During the study of the GSTP-1 (I105V) gene, homozygous polymorphism for allele 2 was discovered.

Therefore, the patient was offered therapy with glucagon-like peptide-1 agonists or sodium-glucose cotransporter type 2 inhibitors. But due to financial considerations, the patient decided to refuse this therapy. Antioxidant therapy was also prescribed: Vitamin E 400 mg daily for 1-2 months in courses 2 times a year, alpha-lipoic acid preparations 600 mg 1 time per day for 2-3 months in courses 2 times a year. Annual observation by an endocrinologist with a more thorough assessment of kidney function. Observation by a neurologist, ophthalmologist, cardiologist.
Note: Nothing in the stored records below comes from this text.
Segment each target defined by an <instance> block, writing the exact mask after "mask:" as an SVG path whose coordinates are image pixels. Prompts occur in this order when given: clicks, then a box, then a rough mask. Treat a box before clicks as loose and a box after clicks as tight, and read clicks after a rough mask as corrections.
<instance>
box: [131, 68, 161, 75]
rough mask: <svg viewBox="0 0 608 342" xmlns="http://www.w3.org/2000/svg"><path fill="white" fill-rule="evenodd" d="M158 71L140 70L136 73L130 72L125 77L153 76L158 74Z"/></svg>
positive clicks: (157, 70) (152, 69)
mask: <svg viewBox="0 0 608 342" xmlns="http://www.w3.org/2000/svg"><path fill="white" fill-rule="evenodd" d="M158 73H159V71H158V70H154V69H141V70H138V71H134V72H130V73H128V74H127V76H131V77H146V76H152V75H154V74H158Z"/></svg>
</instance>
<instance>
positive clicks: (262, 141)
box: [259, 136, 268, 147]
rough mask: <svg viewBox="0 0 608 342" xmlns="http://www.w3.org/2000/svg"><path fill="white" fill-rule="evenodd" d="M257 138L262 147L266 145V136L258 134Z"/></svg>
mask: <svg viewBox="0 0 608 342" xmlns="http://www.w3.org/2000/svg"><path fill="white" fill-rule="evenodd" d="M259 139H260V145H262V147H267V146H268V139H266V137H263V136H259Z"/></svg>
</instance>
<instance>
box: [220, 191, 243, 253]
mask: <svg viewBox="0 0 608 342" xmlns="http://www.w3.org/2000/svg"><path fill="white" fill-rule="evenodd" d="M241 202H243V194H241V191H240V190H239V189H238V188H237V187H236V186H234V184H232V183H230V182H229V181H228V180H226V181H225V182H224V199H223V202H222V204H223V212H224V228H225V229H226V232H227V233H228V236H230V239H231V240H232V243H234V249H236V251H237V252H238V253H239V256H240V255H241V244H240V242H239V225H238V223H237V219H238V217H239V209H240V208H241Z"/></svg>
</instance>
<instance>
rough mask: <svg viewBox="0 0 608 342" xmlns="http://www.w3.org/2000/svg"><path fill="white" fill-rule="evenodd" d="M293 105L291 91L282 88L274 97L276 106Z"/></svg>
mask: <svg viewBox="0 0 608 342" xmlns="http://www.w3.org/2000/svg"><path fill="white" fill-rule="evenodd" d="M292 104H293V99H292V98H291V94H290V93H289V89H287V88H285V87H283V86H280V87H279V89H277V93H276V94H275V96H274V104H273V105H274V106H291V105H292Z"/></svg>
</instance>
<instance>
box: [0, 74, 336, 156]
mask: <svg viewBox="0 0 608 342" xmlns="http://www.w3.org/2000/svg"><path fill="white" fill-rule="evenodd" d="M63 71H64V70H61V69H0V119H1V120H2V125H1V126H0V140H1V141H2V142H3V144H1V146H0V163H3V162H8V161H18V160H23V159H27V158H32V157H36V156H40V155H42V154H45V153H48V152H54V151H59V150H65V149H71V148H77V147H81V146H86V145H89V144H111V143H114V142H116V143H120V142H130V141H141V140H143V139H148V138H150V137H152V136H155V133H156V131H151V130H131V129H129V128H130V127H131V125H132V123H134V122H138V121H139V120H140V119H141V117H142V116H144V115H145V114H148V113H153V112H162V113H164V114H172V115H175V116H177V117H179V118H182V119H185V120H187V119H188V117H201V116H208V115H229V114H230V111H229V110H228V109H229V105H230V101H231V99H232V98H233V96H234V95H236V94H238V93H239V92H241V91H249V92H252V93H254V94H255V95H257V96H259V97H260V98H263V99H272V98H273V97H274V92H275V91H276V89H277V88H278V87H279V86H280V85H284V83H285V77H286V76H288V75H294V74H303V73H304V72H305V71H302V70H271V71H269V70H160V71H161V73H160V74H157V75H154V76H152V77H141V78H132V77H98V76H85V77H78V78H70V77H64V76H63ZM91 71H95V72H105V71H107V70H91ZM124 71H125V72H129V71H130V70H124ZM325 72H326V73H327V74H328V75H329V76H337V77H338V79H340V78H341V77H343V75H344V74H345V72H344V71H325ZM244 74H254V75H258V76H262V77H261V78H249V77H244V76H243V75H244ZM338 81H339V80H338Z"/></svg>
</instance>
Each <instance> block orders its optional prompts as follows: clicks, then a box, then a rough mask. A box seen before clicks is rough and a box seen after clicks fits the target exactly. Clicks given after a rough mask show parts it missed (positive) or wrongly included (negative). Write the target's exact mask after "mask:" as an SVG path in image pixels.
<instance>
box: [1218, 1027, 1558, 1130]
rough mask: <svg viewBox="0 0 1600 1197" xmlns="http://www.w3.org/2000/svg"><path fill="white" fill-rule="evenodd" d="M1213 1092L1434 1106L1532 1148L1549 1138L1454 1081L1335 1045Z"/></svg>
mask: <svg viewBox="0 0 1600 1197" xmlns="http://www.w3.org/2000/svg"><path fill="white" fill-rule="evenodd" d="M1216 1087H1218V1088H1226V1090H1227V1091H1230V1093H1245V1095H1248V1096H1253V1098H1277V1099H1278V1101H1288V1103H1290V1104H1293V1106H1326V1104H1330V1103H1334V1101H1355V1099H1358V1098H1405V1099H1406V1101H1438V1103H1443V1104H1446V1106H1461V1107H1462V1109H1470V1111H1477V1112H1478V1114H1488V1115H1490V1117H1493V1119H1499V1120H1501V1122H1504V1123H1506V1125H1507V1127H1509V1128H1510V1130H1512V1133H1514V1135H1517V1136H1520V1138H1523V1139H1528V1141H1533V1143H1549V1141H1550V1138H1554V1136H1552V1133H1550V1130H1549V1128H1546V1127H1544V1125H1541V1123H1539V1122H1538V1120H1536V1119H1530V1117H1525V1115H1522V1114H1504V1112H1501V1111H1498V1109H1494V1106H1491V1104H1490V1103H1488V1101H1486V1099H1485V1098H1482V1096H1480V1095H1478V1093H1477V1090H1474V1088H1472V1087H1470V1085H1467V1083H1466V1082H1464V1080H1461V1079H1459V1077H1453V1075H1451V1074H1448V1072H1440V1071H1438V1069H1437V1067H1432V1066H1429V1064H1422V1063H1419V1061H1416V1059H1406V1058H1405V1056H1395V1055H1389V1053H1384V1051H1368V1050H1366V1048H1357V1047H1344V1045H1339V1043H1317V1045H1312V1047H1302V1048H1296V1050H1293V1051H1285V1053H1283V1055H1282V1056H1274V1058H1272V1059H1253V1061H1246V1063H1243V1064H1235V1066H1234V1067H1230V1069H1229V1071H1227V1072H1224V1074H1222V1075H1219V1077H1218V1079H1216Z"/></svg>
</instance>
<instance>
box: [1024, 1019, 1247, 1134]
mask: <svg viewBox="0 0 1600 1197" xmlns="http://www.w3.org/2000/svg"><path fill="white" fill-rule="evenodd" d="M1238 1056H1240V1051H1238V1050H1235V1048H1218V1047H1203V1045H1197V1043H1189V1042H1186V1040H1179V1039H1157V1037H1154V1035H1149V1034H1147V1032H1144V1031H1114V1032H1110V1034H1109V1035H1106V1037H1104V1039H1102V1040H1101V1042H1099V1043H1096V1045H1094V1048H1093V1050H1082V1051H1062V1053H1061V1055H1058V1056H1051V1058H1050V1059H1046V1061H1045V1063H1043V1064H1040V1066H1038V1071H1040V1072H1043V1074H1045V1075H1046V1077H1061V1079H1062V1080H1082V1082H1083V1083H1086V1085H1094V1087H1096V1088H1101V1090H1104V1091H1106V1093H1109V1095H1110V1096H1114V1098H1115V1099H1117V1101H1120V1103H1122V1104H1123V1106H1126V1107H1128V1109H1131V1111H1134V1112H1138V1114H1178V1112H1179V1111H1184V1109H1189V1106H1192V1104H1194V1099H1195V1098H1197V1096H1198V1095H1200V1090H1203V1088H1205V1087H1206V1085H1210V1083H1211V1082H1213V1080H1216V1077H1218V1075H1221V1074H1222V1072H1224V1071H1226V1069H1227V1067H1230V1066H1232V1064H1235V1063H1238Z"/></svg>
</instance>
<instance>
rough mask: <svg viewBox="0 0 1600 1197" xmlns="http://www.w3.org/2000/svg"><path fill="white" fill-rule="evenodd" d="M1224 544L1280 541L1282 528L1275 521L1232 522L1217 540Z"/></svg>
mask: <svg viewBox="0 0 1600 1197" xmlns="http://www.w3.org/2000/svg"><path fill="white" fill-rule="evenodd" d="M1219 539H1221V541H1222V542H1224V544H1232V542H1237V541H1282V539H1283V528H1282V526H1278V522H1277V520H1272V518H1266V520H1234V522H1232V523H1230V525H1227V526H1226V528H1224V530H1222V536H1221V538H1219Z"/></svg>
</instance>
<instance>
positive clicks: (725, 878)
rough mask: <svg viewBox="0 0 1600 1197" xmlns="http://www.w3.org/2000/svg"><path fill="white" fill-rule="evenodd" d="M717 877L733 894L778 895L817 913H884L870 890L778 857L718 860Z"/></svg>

And also - the use of drugs with angiotensin-converting enzyme inhibitors (ACEIs), or angiotensin II receptor antagonists (ARBs) for the purpose of nephroprotection and for antihypertensive purposes.

Claims (1)

A method for early prediction of the risk of developing diabetic nephropathy in patients with type 2 diabetes mellitus, which consists of isolating DNA from venous blood lymphocytes, genotyping the GSTP-1 gene using the polymerase chain reaction method, followed by restriction analysis, and identifying the homozygous genotype for the G allele of the polymorphism in the patient I105V of the GSTP-1 gene and the excess of the activity of enzymes of the antioxidant defense system and indicators of free radical oxidation processes from the reference values - indicators of the control group of conditionally healthy donors: malondialdehyde - 6.4±0.5 µmol/l; superoxide dismutase - 75.0±3.07 units/g Hb/min; catalase - 30.5±1.6 nmol H2O2/mg Hb; glutathione transferase - 28.1±1.33 µmol/min/mg; in the presence of these changes, a high degree of risk of developing diabetic nephropathy in the patient is determined.